RAMSTEIN AIR BASE, Germany — When the final school bell rang at Ramstein High School on Tuesday afternoon and kids swarmed toward the exits, the eight students exercising their vocal chords in the music room didn’t budge.
Their day wouldn’t end for about two more hours.
On the second day of the DODDS-Europe Honor Jazz Seminar, there was still much tweaking to be done before Thursday evening’s concert in Landstuhl, Germany, the culminating event.
The annual workshop aims to bring together the most talented student musicians in Department of Defense Dependents Schools-Europe and give them the opportunity “to show their chops and play with other students from other schools,” said Hope Matthews, DODDS-Europe fine arts coordinator.
Why jazz?
“It’s the original American art form,” she said. “We think that ... as part of our heritage, it’s really important to reinforce the learning of jazz.”
This year, 190 students from throughout Europe tried out, a process that involves a blind audition and the submission of an instrumental or vocal recording. Students can try out for both categories and for more than one instrument, though instrumentalists are selected for only one instrument.
Thirty-three students made the final cut, most composing the band.
Ivy Griffin, a senior trumpet player from Kaiserslautern, Germany, was back for her third year.
“It’s just exciting to be around people that share the same passion for music, and they’re all so very talented,” she said. “I mean, at lunch, everyone was just jamming, and some of them, that wasn’t even the instrument they were” picked for. “It’s really exciting to have that energy.”
Vicenza, Italy, senior Diego Nacionales was selected for bass guitar, but the first-time seminar attendee clearly had talent on the keyboard, which he displayed in one of those spontaneous jam sessions Griffin mentioned.
Nacionales casually revealed he plays six or seven instruments, from the trombone to the ukulele.
“Piano is my favorite,” he said. “I tried out for that, but I didn’t feel right doing all the jazz progressions, so I also tried out for the bass guitar.”
Vicenza has a jazz band, so Nacionales has played jazz before, “but not at this caliber,” he said.
Marcelus Harris, a Kaiserslautern senior who’s one of two tenors in the vocal ensemble, said he’s learned a lot about jazz in just two days.
“I hadn’t really sung that much jazz before,” he said. “I’m seeing all the ways you can do different stuff, how fun it is, how laid back it can be.”

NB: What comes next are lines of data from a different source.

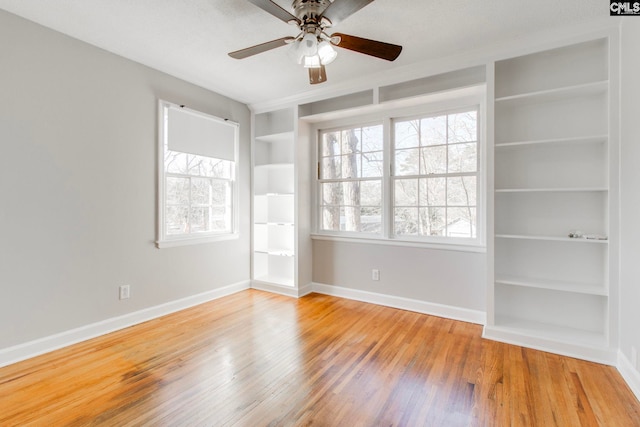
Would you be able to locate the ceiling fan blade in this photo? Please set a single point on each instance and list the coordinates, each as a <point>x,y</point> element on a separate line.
<point>254,50</point>
<point>275,10</point>
<point>340,10</point>
<point>317,75</point>
<point>375,48</point>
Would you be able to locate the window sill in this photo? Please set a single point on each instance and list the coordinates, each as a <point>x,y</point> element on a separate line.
<point>475,247</point>
<point>186,241</point>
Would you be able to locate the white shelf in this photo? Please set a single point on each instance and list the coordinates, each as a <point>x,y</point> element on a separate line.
<point>274,195</point>
<point>276,252</point>
<point>274,166</point>
<point>556,285</point>
<point>547,331</point>
<point>551,190</point>
<point>275,137</point>
<point>555,94</point>
<point>550,238</point>
<point>278,280</point>
<point>593,139</point>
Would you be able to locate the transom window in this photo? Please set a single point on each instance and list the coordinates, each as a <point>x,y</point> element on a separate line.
<point>426,190</point>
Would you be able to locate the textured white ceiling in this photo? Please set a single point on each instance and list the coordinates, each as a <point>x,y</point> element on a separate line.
<point>190,39</point>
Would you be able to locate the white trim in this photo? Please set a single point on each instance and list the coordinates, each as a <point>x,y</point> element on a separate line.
<point>598,354</point>
<point>63,339</point>
<point>398,242</point>
<point>418,306</point>
<point>630,375</point>
<point>535,42</point>
<point>172,243</point>
<point>288,291</point>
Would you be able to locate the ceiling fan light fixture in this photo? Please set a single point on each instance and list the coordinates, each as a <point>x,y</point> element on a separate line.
<point>312,61</point>
<point>326,52</point>
<point>295,52</point>
<point>309,44</point>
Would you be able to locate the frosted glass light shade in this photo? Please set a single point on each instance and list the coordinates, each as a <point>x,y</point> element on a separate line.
<point>326,52</point>
<point>312,61</point>
<point>309,44</point>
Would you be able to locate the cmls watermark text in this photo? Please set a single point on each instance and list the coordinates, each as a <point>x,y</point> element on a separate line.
<point>619,8</point>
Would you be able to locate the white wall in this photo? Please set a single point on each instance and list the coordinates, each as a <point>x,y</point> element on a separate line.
<point>78,134</point>
<point>452,278</point>
<point>630,188</point>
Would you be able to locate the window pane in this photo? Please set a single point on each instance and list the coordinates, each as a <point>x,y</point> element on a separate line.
<point>177,191</point>
<point>407,134</point>
<point>221,193</point>
<point>461,191</point>
<point>463,157</point>
<point>200,191</point>
<point>220,219</point>
<point>463,127</point>
<point>351,193</point>
<point>371,193</point>
<point>433,192</point>
<point>434,130</point>
<point>177,220</point>
<point>350,141</point>
<point>350,165</point>
<point>331,144</point>
<point>372,138</point>
<point>175,162</point>
<point>461,222</point>
<point>331,193</point>
<point>331,218</point>
<point>371,220</point>
<point>200,217</point>
<point>372,165</point>
<point>432,221</point>
<point>406,162</point>
<point>406,192</point>
<point>405,221</point>
<point>433,160</point>
<point>331,168</point>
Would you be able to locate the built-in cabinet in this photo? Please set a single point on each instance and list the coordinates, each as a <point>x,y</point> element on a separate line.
<point>279,258</point>
<point>273,198</point>
<point>552,156</point>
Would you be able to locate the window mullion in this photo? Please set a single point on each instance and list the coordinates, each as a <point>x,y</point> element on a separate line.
<point>387,173</point>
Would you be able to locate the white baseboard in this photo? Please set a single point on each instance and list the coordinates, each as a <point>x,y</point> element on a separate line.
<point>604,355</point>
<point>440,310</point>
<point>629,374</point>
<point>63,339</point>
<point>289,291</point>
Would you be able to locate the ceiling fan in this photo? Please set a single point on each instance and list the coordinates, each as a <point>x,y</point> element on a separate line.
<point>313,47</point>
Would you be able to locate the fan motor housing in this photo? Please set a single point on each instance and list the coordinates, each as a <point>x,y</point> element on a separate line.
<point>309,10</point>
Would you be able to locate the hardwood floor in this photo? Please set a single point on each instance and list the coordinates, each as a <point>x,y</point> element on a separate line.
<point>258,359</point>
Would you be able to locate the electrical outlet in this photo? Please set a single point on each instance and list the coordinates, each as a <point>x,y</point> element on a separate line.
<point>125,291</point>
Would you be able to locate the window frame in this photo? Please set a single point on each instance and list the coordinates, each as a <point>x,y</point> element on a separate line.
<point>388,116</point>
<point>320,181</point>
<point>165,240</point>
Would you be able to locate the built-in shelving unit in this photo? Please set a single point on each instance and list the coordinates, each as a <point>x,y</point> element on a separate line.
<point>274,199</point>
<point>551,178</point>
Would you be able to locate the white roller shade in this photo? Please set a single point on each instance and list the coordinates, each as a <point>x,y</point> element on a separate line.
<point>196,133</point>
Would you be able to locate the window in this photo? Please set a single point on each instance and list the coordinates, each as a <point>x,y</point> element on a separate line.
<point>351,179</point>
<point>197,171</point>
<point>435,180</point>
<point>405,179</point>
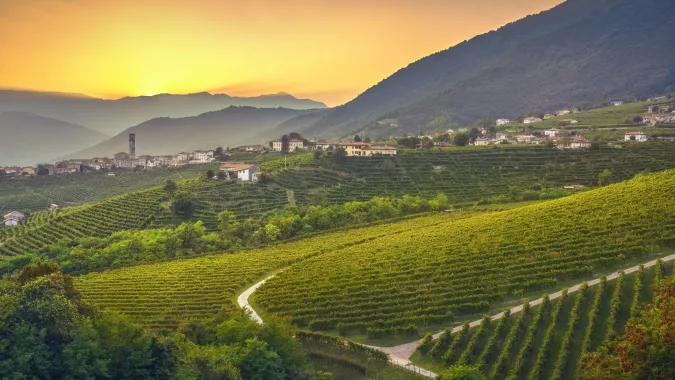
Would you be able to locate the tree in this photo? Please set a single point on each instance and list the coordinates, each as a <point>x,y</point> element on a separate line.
<point>183,204</point>
<point>170,187</point>
<point>463,372</point>
<point>340,155</point>
<point>474,133</point>
<point>461,139</point>
<point>285,143</point>
<point>605,178</point>
<point>647,350</point>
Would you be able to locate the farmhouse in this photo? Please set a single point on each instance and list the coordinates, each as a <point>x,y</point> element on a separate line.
<point>635,136</point>
<point>13,219</point>
<point>245,172</point>
<point>530,120</point>
<point>554,132</point>
<point>379,150</point>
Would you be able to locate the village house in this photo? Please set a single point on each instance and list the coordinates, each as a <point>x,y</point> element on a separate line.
<point>245,172</point>
<point>523,139</point>
<point>554,132</point>
<point>203,155</point>
<point>353,149</point>
<point>635,136</point>
<point>530,120</point>
<point>379,150</point>
<point>13,219</point>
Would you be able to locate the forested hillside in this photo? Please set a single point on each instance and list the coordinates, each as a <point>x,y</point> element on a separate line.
<point>557,58</point>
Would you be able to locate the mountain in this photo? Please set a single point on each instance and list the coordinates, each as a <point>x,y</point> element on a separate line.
<point>228,127</point>
<point>28,139</point>
<point>112,116</point>
<point>579,51</point>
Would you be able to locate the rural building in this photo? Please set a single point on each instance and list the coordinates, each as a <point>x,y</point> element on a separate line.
<point>379,150</point>
<point>530,120</point>
<point>554,132</point>
<point>635,136</point>
<point>245,172</point>
<point>13,219</point>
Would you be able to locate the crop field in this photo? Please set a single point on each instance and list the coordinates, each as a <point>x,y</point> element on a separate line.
<point>37,193</point>
<point>428,275</point>
<point>468,175</point>
<point>546,341</point>
<point>164,294</point>
<point>133,211</point>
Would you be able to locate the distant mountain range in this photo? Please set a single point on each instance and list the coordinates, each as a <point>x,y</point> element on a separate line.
<point>228,127</point>
<point>112,116</point>
<point>27,139</point>
<point>580,51</point>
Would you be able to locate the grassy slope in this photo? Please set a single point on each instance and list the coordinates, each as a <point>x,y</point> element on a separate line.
<point>486,258</point>
<point>37,193</point>
<point>600,330</point>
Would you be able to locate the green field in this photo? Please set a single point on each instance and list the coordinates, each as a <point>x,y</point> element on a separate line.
<point>36,193</point>
<point>431,274</point>
<point>546,341</point>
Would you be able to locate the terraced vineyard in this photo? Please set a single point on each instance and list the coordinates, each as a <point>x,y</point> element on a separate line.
<point>467,175</point>
<point>429,275</point>
<point>546,341</point>
<point>161,295</point>
<point>79,188</point>
<point>133,211</point>
<point>244,199</point>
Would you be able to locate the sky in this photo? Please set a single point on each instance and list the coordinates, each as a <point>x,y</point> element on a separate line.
<point>327,50</point>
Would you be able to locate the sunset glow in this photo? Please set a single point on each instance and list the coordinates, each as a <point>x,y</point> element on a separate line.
<point>326,50</point>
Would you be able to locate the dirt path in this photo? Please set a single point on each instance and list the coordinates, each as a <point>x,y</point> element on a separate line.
<point>399,355</point>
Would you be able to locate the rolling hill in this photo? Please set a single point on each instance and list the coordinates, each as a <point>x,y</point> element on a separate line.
<point>28,139</point>
<point>228,127</point>
<point>557,58</point>
<point>112,116</point>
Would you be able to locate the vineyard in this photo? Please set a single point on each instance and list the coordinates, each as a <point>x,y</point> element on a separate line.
<point>36,193</point>
<point>429,275</point>
<point>164,294</point>
<point>133,211</point>
<point>546,341</point>
<point>468,175</point>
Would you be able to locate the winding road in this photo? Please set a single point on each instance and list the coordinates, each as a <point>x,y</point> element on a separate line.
<point>399,355</point>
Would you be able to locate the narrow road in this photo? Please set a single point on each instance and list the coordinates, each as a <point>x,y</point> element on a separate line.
<point>399,355</point>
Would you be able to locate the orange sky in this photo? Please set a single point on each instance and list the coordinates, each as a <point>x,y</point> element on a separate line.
<point>328,50</point>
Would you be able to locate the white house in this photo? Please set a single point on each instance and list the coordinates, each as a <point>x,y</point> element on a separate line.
<point>553,132</point>
<point>579,143</point>
<point>530,120</point>
<point>203,155</point>
<point>636,136</point>
<point>13,219</point>
<point>245,172</point>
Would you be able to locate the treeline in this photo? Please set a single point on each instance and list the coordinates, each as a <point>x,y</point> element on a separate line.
<point>131,247</point>
<point>48,332</point>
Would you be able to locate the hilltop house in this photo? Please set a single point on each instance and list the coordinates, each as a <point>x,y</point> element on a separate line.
<point>13,219</point>
<point>245,172</point>
<point>635,136</point>
<point>553,132</point>
<point>530,120</point>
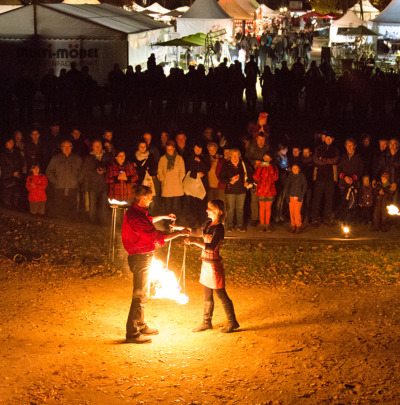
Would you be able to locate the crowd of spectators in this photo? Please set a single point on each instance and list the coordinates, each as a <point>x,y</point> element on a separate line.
<point>287,86</point>
<point>262,180</point>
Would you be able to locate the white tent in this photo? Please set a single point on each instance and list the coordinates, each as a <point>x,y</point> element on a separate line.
<point>369,11</point>
<point>234,10</point>
<point>93,35</point>
<point>339,26</point>
<point>205,16</point>
<point>267,12</point>
<point>157,9</point>
<point>388,21</point>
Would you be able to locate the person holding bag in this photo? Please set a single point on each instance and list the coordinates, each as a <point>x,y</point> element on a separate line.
<point>197,166</point>
<point>237,175</point>
<point>171,172</point>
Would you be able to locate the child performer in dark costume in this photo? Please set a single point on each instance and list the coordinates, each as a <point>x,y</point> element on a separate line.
<point>212,270</point>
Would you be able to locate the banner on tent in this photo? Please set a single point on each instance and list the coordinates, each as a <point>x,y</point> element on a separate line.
<point>38,56</point>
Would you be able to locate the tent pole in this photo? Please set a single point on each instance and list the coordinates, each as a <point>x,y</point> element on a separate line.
<point>34,18</point>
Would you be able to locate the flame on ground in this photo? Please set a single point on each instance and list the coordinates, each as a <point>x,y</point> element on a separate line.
<point>116,202</point>
<point>392,210</point>
<point>165,283</point>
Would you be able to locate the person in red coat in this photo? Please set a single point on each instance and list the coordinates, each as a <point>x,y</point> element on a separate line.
<point>266,175</point>
<point>36,184</point>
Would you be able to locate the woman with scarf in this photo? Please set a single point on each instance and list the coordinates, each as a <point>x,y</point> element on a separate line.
<point>171,172</point>
<point>121,177</point>
<point>145,162</point>
<point>198,165</point>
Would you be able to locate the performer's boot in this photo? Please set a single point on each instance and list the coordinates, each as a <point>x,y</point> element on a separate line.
<point>207,317</point>
<point>230,314</point>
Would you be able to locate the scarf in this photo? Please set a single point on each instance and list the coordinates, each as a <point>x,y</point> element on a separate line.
<point>140,156</point>
<point>99,156</point>
<point>171,161</point>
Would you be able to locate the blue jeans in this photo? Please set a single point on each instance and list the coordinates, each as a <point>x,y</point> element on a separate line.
<point>235,204</point>
<point>140,267</point>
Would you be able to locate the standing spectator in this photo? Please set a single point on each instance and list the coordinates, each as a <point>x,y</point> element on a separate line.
<point>65,175</point>
<point>171,172</point>
<point>81,146</point>
<point>254,154</point>
<point>350,169</point>
<point>378,157</point>
<point>366,153</point>
<point>213,158</point>
<point>11,164</point>
<point>282,162</point>
<point>325,157</point>
<point>198,165</point>
<point>252,72</point>
<point>36,184</point>
<point>94,172</point>
<point>121,177</point>
<point>266,175</point>
<point>390,163</point>
<point>48,87</point>
<point>116,84</point>
<point>108,135</point>
<point>295,189</point>
<point>153,150</point>
<point>145,164</point>
<point>307,167</point>
<point>237,175</point>
<point>383,194</point>
<point>35,152</point>
<point>54,141</point>
<point>366,200</point>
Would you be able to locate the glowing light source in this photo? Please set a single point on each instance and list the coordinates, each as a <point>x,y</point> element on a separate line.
<point>392,210</point>
<point>346,231</point>
<point>116,202</point>
<point>165,283</point>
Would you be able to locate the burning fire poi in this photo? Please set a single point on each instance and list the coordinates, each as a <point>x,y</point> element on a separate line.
<point>165,283</point>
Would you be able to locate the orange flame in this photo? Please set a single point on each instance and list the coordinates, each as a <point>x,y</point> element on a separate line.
<point>165,283</point>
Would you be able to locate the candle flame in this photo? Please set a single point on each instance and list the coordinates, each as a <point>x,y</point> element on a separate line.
<point>116,202</point>
<point>165,283</point>
<point>392,210</point>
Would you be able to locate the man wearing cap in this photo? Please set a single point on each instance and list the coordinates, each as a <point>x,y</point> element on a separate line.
<point>326,157</point>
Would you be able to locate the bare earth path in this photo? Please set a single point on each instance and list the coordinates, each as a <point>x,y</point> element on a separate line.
<point>61,343</point>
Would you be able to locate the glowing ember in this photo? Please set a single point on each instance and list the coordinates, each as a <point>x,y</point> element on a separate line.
<point>392,210</point>
<point>116,202</point>
<point>165,283</point>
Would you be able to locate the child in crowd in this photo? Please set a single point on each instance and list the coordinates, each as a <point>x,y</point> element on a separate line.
<point>383,195</point>
<point>366,200</point>
<point>36,184</point>
<point>295,189</point>
<point>266,175</point>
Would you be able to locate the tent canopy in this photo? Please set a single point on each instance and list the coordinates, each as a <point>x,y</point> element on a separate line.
<point>157,8</point>
<point>390,15</point>
<point>234,10</point>
<point>362,31</point>
<point>206,9</point>
<point>100,21</point>
<point>348,20</point>
<point>198,39</point>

In four short days, the students have to master a range of big band tunes from the likes of George and Ira Gershwin, Bernie Miller, Thad Jones and Charles Calhoun, while the vocalists have five songs to master.
The teenagers are unabashedly enthusiastic about the music genre.
“Oh, man, I love jazz music,” said Ramstein junior Emanuel DeGuzman, a baritone saxophonist who is participating in the jazz seminar for a second time.
He was introduced to jazz through Ramstein’s jazz program. “I just wanted to move up in band and get better,” he said.
The students are supposed to know the material before the seminar, which focuses on bringing the notes on the page to life.
Darmon Meader, a vocalist and instrumentalist with the jazz quartet New York Voices, is this year’s seminar clinician.
The challenge of playing jazz, he said, “has to do with stylistically understanding how to lift it off the page and actually make it swing, make it dance, make it do whatever it’s supposed to do that makes it have that life that we all love when we hear really good jazz.” Meader said he gladly agreed to come back for a second year to lead the seminar.
“We remember the important teachers we had when we were the age of these students and how those teachers are really the reason why we decided to go into music,” he said of himself and fellow New York Voices members.
“We know that not all of these students are going to go on and have careers in music ... but we know how important it is for music to help shape them as well-rounded people.”